After the Revolution took place, in addition to the already poor conditions of detention, there were also fault-finding by the authorities, as well as regular humiliation in the form of statements and physical abuse against women, and the most common problem was the ability to wash normally, no hygiene rules were observed in prisons and very often women were not allowed to take showers.
There was also hard work, in which women were not so actively involved before. After the Revolution, hard physical labor became compulsory for all prisoners, and women could be forced to do even work that men were not always able to do. This situation was accompanied by poor nutrition, the schedule of which directly depended on how much the woman worked. If the plan was not fulfilled enough, then the woman received a smaller portion of food than on the days when the plan was fulfilled sufficiently.
Some women could not stand such conditions and died before they had been imprisoned for even a year, and for those who managed to survive, the only chance of salvation and improvement of living conditions was the opportunity to give birth, since women who were “in a position” were sent to prisons with improved conditions of detention, where they were not burdened with hard work.
The children who were born actually became “state-owned”, but when transferred to another camp, a woman could live for a whole year in relatively normal conditions and eat nutritious food, the amount of which did not depend on the fulfillment of the prison production plan.

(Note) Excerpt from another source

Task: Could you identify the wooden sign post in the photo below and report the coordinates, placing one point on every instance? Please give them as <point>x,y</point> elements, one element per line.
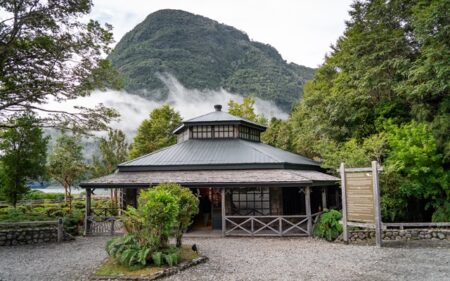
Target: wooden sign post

The scale of prison conditions and the necessary survival in them was clearly demonstrated in the conditions of the Gulag after the end of the Great Patriotic War, where about 15,000 children and 7,000 women were already living at that time.
Subsequently, the living conditions of women in prison in the USSR did not become much better, but certain changes gradually took place after the USSR established itself as a state that had undergone rehabilitation after the war period.